There was no formal presentation, so the 70 to 80 people who showed up at the Cottonwood Recreation Center for Tuesday’s community meeting stood and examined large maps of seven different proposed routes of the highway.
People squinted and examined each of seven routes and asked questions of the 15-20 Yavapai County engineering and staff on hand for the meeting.
The Verde Connect project would be funded in part by a $25 million Better Utilizing Investments to Leverage Development grant for a new bridge over the Verde River. The rest would be funded by the county and other grants.
Lee Silver of Cornville said he preferred a route with the least residential impact, but also wanted to know what impact the highway would have on Cornville Road.
The proposal has seven routes, and six connect with Cornville Road at the Beaverhead Flat Road intersection.
Silver said he believed many motorists traveling from the Village of Oak Creek would take the new county road off Beaverhead Flat to get to Cottonwood. This, he said, would help spread traffic around. Silver was told by a county official that Cornville Road one day will be widened into four lanes near Verde Santa Fe once a new housing development is built.
“At this point, I don’t think I would commit,” Silver said. But if he had to make a choice because of funding deadlines, it would be the route that connects with Coury Road at SR 260.
Gail Heyer of Cornville said she was attending her second meeting on Verde Connect.

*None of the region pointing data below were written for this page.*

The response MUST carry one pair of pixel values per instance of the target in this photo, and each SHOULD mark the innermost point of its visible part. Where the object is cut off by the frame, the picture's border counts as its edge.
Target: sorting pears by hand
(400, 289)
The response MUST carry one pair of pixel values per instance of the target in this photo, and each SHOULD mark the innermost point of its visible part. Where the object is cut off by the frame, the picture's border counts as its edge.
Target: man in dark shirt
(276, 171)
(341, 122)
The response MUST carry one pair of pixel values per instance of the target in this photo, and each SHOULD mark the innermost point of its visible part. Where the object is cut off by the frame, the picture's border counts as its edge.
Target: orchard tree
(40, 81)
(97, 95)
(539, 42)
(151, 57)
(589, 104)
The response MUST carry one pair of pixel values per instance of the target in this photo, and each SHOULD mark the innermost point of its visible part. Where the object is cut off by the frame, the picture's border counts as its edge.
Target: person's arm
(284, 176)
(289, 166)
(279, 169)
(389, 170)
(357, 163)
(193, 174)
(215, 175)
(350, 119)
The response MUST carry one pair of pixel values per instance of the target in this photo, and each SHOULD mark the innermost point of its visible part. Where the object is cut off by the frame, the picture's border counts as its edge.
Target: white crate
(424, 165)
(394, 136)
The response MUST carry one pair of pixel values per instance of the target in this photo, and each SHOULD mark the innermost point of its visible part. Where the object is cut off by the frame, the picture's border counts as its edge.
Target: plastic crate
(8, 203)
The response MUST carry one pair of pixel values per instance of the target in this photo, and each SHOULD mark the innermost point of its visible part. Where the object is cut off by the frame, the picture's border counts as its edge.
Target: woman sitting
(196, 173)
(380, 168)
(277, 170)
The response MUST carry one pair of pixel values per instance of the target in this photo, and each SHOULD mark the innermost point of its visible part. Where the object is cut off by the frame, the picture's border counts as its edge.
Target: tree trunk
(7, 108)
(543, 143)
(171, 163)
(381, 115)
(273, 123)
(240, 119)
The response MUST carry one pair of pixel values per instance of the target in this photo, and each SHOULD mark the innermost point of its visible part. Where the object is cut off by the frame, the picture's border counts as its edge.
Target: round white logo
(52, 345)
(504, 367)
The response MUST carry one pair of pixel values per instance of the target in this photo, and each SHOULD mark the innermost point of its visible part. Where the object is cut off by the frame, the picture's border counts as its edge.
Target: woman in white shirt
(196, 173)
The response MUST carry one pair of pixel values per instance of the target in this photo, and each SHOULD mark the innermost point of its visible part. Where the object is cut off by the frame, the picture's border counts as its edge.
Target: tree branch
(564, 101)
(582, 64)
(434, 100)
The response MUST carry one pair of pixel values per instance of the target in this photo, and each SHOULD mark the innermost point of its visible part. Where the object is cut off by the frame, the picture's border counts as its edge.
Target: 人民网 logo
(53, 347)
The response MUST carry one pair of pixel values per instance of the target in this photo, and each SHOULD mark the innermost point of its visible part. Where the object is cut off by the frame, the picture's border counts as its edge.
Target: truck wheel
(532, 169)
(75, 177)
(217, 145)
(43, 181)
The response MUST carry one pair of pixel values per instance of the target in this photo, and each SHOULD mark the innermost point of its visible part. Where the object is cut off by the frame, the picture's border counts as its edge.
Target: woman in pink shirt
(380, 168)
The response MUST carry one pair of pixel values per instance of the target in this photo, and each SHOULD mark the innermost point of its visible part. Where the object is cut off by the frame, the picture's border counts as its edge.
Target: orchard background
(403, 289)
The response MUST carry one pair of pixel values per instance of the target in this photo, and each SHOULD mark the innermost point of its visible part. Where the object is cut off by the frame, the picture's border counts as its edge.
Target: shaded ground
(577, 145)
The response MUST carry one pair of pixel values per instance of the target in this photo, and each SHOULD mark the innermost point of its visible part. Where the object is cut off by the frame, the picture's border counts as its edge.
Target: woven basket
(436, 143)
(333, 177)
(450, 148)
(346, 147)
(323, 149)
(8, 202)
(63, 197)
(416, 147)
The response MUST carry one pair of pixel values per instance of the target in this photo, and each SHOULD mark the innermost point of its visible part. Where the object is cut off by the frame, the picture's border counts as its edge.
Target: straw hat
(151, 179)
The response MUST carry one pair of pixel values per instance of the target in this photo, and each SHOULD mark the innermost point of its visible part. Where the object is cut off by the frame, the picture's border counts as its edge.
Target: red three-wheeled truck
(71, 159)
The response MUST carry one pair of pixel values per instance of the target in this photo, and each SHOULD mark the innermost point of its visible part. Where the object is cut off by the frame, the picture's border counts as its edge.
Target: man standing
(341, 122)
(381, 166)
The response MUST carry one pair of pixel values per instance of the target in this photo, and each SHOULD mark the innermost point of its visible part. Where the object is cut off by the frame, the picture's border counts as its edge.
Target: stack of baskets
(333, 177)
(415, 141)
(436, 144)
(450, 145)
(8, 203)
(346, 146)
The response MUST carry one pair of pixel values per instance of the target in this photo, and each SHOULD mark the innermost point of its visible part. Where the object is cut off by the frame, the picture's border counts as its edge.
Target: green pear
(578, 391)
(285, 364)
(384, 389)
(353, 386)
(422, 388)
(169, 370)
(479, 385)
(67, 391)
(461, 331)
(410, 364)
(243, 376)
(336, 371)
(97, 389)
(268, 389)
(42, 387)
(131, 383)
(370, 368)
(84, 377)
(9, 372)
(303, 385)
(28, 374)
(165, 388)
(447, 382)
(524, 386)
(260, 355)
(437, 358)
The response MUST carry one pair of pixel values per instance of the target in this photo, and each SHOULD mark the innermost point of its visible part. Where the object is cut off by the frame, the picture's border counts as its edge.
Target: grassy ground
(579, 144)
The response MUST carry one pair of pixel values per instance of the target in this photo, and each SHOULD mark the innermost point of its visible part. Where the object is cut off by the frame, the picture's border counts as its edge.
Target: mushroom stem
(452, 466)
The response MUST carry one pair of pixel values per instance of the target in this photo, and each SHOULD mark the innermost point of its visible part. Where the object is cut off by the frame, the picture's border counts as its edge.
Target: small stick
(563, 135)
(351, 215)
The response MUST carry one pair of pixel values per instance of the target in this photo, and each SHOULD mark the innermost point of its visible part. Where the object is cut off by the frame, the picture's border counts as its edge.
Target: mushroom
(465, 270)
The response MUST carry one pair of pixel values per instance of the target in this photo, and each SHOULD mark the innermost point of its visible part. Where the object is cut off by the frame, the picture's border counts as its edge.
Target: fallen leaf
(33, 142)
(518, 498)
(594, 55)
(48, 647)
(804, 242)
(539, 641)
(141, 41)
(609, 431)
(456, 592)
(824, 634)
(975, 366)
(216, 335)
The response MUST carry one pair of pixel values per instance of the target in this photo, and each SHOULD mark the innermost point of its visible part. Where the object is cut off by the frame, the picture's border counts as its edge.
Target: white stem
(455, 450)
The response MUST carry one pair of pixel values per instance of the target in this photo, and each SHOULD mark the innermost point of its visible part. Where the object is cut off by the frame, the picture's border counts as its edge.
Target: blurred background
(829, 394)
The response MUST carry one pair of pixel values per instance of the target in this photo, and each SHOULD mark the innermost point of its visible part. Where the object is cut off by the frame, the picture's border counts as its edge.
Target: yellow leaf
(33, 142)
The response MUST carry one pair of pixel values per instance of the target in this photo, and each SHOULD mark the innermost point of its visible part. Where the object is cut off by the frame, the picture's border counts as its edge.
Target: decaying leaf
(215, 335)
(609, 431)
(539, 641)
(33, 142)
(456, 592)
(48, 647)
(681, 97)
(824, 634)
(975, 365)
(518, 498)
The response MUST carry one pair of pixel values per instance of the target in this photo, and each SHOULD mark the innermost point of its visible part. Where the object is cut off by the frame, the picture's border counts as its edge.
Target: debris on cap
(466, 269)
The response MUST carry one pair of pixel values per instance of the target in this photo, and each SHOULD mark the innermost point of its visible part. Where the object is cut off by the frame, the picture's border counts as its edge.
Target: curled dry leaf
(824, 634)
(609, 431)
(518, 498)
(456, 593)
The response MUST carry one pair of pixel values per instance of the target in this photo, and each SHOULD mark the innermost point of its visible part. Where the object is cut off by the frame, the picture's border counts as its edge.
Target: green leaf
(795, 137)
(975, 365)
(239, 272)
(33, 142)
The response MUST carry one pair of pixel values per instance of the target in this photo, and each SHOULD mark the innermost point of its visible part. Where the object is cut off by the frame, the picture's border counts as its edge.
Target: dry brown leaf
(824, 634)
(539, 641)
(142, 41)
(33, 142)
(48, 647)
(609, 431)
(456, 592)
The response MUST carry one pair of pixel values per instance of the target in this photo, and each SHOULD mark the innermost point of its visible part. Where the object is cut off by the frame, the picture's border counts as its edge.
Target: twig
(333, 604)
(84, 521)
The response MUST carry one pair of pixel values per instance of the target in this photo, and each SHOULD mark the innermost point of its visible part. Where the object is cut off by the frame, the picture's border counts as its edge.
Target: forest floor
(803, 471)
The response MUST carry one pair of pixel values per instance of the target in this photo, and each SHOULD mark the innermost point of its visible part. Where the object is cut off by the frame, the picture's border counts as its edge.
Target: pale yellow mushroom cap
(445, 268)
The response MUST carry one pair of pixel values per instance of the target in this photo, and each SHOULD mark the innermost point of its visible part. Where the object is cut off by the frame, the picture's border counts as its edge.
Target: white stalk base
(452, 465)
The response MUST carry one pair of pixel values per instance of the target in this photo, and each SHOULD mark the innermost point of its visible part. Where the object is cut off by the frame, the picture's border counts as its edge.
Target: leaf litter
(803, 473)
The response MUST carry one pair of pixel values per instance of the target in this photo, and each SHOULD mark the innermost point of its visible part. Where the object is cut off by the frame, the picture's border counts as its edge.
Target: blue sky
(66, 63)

She said some of the routes were better than others and was glad the county is sensitive to the concerns of the Yavapai-Apache Nation.
Heyer also suggested that Verde Connect should reduce some of the traffic on Cornville Road from Beaverhead Flat to SR89A.

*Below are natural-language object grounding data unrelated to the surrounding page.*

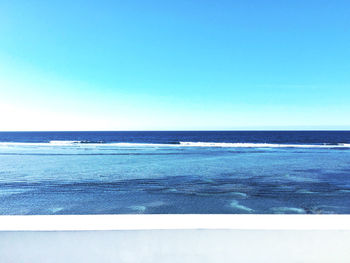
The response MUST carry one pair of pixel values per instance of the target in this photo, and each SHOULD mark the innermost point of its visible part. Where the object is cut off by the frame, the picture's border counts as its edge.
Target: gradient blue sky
(174, 65)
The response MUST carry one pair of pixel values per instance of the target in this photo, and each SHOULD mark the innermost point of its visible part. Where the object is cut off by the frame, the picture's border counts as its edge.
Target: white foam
(181, 144)
(236, 205)
(282, 210)
(64, 142)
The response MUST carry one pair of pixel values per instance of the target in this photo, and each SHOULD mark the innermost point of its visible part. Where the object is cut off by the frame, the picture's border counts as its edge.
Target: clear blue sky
(174, 65)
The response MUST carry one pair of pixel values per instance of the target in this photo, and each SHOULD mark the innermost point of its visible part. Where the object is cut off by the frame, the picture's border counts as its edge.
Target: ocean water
(225, 172)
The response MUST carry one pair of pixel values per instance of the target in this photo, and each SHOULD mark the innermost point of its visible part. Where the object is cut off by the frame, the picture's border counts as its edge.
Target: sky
(174, 65)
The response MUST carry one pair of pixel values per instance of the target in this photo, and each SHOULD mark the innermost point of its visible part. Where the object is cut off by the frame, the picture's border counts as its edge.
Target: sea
(176, 172)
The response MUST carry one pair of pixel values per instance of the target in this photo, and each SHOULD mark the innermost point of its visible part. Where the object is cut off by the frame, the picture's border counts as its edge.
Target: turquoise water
(105, 178)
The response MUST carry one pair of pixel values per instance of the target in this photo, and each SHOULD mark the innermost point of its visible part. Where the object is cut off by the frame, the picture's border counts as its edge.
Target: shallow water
(104, 178)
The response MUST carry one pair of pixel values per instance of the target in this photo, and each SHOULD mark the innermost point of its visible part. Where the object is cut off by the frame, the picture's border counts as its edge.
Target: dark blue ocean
(228, 172)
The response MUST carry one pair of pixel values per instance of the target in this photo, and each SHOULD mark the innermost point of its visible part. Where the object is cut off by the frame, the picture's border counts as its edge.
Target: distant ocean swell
(177, 144)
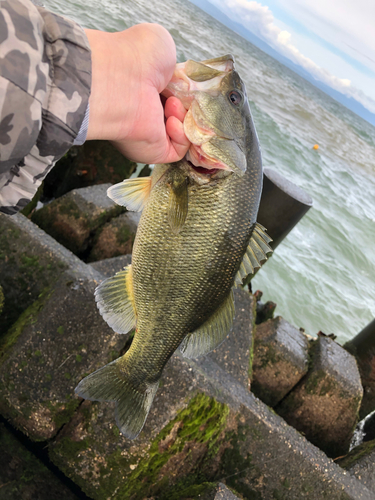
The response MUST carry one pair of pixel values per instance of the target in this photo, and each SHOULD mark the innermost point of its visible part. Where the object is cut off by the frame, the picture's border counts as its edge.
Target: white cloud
(259, 19)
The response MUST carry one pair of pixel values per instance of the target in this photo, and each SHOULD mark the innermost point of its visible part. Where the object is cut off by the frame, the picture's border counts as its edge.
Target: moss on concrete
(26, 269)
(27, 317)
(33, 203)
(175, 466)
(23, 476)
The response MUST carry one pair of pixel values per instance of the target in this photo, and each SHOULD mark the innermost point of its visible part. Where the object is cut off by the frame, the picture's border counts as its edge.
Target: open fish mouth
(192, 80)
(203, 170)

“I think their (the county’s) presentation was very good,” Heyer said. “I just hope they act upon what they’re indicating. It’s politics, you know.”

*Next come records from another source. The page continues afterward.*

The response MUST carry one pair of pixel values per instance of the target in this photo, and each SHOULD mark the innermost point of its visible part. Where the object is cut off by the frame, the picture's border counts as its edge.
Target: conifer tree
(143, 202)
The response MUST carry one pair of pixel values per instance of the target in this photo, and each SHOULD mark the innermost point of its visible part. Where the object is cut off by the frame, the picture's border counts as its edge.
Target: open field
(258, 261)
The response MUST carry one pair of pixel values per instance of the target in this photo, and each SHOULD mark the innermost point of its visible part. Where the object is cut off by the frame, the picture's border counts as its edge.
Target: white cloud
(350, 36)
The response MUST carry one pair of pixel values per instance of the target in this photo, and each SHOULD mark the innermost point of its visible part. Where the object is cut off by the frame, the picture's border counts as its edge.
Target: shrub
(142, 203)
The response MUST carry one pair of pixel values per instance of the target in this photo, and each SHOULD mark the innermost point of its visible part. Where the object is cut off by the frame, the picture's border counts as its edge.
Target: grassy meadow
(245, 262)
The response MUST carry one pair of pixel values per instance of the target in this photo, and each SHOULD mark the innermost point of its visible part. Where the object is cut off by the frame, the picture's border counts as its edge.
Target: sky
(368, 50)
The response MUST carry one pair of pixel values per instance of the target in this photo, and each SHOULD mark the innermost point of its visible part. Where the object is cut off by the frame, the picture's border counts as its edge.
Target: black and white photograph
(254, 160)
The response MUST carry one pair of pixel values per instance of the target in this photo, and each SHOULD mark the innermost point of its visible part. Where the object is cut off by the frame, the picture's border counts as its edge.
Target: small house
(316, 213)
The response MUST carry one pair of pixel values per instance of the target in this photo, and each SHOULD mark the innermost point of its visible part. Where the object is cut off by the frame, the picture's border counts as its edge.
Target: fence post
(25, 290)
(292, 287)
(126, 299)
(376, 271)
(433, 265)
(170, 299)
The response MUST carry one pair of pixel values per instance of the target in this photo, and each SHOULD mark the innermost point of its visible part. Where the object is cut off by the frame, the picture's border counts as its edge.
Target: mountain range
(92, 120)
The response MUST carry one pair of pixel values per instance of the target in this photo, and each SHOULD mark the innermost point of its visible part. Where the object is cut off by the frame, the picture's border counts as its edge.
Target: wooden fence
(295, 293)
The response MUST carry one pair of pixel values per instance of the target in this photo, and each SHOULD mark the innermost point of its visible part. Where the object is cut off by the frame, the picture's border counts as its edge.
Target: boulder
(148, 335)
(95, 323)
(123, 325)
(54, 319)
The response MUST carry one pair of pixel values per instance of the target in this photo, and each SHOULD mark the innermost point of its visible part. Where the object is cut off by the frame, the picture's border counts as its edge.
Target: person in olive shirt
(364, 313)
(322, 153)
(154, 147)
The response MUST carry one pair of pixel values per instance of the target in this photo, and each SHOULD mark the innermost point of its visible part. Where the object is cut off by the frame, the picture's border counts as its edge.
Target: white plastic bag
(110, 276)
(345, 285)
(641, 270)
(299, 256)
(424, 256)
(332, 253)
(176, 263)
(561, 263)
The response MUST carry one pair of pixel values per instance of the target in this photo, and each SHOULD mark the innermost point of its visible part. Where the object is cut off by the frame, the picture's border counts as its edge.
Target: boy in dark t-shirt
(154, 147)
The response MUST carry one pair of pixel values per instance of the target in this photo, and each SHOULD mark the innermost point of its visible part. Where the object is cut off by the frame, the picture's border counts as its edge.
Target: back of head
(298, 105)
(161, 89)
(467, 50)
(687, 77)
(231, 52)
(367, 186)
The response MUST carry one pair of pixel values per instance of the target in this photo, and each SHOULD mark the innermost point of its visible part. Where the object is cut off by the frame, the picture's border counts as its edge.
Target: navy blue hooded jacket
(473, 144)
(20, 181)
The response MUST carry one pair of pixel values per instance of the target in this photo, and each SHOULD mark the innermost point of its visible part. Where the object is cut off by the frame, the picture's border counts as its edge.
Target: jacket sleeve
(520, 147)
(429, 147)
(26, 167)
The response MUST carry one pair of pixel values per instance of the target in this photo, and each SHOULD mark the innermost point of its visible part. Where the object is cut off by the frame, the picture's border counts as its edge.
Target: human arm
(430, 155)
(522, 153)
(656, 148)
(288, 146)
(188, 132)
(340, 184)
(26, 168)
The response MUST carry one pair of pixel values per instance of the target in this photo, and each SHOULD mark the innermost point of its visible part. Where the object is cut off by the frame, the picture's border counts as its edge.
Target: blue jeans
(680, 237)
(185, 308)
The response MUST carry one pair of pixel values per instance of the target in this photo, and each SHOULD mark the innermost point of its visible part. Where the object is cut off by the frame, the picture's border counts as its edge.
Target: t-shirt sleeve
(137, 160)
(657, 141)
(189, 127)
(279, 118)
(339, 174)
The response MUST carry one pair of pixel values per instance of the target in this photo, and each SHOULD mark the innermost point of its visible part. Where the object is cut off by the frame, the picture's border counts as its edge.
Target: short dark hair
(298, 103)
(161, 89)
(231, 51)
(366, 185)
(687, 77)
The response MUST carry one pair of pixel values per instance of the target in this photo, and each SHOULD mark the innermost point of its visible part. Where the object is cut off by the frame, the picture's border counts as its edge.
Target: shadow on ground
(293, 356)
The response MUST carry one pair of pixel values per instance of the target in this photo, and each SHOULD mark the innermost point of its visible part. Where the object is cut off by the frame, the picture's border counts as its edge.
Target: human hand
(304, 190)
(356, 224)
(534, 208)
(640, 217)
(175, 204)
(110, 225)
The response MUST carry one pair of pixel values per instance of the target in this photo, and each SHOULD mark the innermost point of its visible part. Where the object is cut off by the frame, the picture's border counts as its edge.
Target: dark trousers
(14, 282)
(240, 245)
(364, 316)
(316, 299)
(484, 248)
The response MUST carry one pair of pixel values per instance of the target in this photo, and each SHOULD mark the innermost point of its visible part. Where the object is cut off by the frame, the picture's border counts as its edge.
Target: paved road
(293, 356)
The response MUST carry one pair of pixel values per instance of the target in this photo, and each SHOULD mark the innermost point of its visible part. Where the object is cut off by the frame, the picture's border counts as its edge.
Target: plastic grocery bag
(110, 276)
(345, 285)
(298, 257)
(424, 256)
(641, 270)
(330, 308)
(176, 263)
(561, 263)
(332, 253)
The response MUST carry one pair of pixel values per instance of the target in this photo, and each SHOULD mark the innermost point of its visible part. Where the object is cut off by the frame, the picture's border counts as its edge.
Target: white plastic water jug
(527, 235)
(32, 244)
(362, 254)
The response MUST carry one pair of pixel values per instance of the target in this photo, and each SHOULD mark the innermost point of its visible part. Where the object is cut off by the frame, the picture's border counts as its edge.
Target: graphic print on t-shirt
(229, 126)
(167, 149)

Dan Cherry, director of Yavapai County Public Works, said they had about 15 to 20 people at the meeting to help answer questions of the public. This includes county and private designers and engineers who are working on the project team.
“So far it’s been good,” Cherry said of Tuesday’s community participation.
“We have some here who are in opposition to it, some people are just here to inquire” he continued, and there people here who “support” this road.
“We have a good mix,” the director said.
Yavapai County Supervisor Randy Garrison said he was pleased by the turnout.
“Amazing turnout,” Garrison said of Tuesday night’s meeting.
Garrison said he liked the format without a formal presentation because everyone got “specialized attention” to their questions about the Verde Connect.
Garrison said he did have his own personal preference for a route, but did not want to influence other people’s opinions during this process. Some routes have different benefits such as river span, population in the area and land ownership, he said. Some would be easier to purchase easements for, he said.
“Hopefully people come out of here with what is being presented,” he said. “It appears people are getting their questions answered.”